Riuscì a farfugliare: «Cose meravigliose, cose meravigliose!». Non fosse per
questo tesoro, di Tutankhamon – un faraone della XVIII dinastia, morto
diciannovenne – ricorderemmo a malapena il nome.
Salomone visse nello sfarzo: «Ho accumulato – diceva – argento e oro,
ricchezze di re e di province, insieme con le delizie dei figli dell'uomo» (Qo 2,8),
ma non furono questi i tesori che lo resero famoso.
«Tesoro» è l'epiteto più ricorrente sulla bocca degli innamorati. Non si può
vivere senza legare il cuore a un tesoro; neppure Dio può farne a meno, infatti «si
è scelto Israele» (Sal 135,4).
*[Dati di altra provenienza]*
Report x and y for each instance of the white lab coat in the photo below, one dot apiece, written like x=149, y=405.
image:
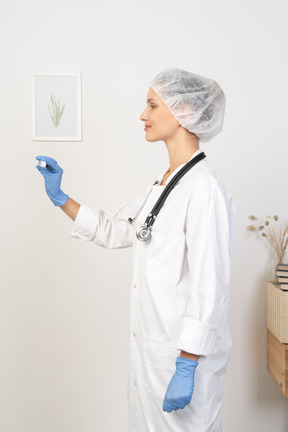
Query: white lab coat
x=179, y=294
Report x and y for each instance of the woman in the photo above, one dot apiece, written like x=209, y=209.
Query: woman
x=181, y=276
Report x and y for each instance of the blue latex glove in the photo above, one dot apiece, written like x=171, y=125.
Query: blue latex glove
x=52, y=175
x=180, y=388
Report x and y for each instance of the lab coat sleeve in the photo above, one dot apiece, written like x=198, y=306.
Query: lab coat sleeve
x=209, y=239
x=105, y=228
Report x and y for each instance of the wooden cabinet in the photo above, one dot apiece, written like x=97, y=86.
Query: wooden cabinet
x=277, y=353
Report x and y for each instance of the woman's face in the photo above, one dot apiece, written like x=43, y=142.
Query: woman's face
x=160, y=122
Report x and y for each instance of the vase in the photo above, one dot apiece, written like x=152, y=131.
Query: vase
x=282, y=259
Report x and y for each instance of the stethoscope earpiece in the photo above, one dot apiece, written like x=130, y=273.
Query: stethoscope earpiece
x=144, y=232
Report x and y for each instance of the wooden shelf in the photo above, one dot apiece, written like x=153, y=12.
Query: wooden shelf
x=277, y=356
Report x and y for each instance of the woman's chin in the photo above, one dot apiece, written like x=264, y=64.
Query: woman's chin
x=151, y=138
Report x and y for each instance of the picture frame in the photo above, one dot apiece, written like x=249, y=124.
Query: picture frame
x=56, y=106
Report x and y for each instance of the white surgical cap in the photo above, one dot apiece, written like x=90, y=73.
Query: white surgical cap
x=198, y=103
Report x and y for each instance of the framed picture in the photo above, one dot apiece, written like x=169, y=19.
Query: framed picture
x=56, y=107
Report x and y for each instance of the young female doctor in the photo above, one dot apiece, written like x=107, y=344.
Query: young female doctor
x=180, y=339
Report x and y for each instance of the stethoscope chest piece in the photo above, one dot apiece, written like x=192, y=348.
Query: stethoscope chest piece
x=143, y=233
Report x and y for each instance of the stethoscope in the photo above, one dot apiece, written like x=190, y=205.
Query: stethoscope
x=144, y=232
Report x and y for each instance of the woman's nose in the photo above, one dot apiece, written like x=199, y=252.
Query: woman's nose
x=143, y=116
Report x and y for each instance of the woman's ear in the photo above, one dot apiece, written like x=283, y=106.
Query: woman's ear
x=184, y=112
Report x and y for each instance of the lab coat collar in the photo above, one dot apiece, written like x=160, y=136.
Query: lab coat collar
x=159, y=179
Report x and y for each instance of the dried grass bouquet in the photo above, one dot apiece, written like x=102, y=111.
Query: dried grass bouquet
x=274, y=234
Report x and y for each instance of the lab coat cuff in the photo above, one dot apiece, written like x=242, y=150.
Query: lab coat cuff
x=86, y=223
x=197, y=337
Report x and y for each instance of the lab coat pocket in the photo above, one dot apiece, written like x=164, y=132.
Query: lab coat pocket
x=164, y=257
x=160, y=365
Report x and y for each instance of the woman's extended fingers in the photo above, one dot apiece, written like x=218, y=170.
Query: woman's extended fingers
x=49, y=161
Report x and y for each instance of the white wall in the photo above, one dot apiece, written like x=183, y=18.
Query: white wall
x=64, y=306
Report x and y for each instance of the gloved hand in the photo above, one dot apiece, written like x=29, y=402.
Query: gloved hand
x=180, y=388
x=52, y=175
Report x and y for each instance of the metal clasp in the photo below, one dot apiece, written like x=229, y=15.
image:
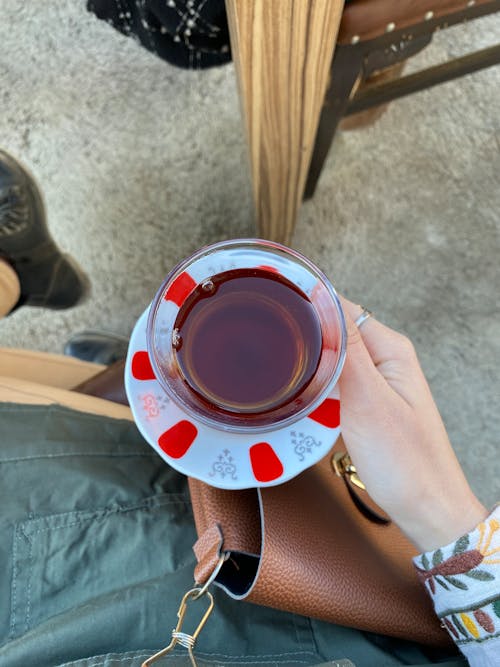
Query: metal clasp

Il tesoro dei saggi è la sapienza: «Vale più scoprire
la sapienza che le gemme. Non la eguaglia il topazio d'Etiopia; con l'oro puro
non la si può scambiare» (Gb 28,18- 19). Ad essa i rabbini dedicavano tempo ed
energie perché sta scritto: «Mediterai su di essa giorno e notte» (Gs 1,8) e
commentavano: «Va' e cerca quale ora non è né giorno né notte e consacrala alle
altre scienze».
Nella scelta del tesoro ci si può anche ingannare, perché è facile prendere
abbagli, confidare in ciò che è inconsistente, inaffidabile. Gesù ci mette in
guardia: «Non accumulatevi tesori sulla terra, dove tignola e ruggine consumano
e dove ladri scassinano e rubano; accumulatevi invece tesori nel cielo, perché là
dov'è il tuo tesoro, sarà anche il tuo cuore» (Mt 6,19-21).
La vita va investita, non si può non scegliere; su un tesoro bisogna puntare.
Quale?
Per interiorizzare il messaggio, ripeteremo:
«Insegna a contare i nostri giorni
e giungeremo alla sapienza del cuore».
Prima lettura (1Re 3, 5.7-12)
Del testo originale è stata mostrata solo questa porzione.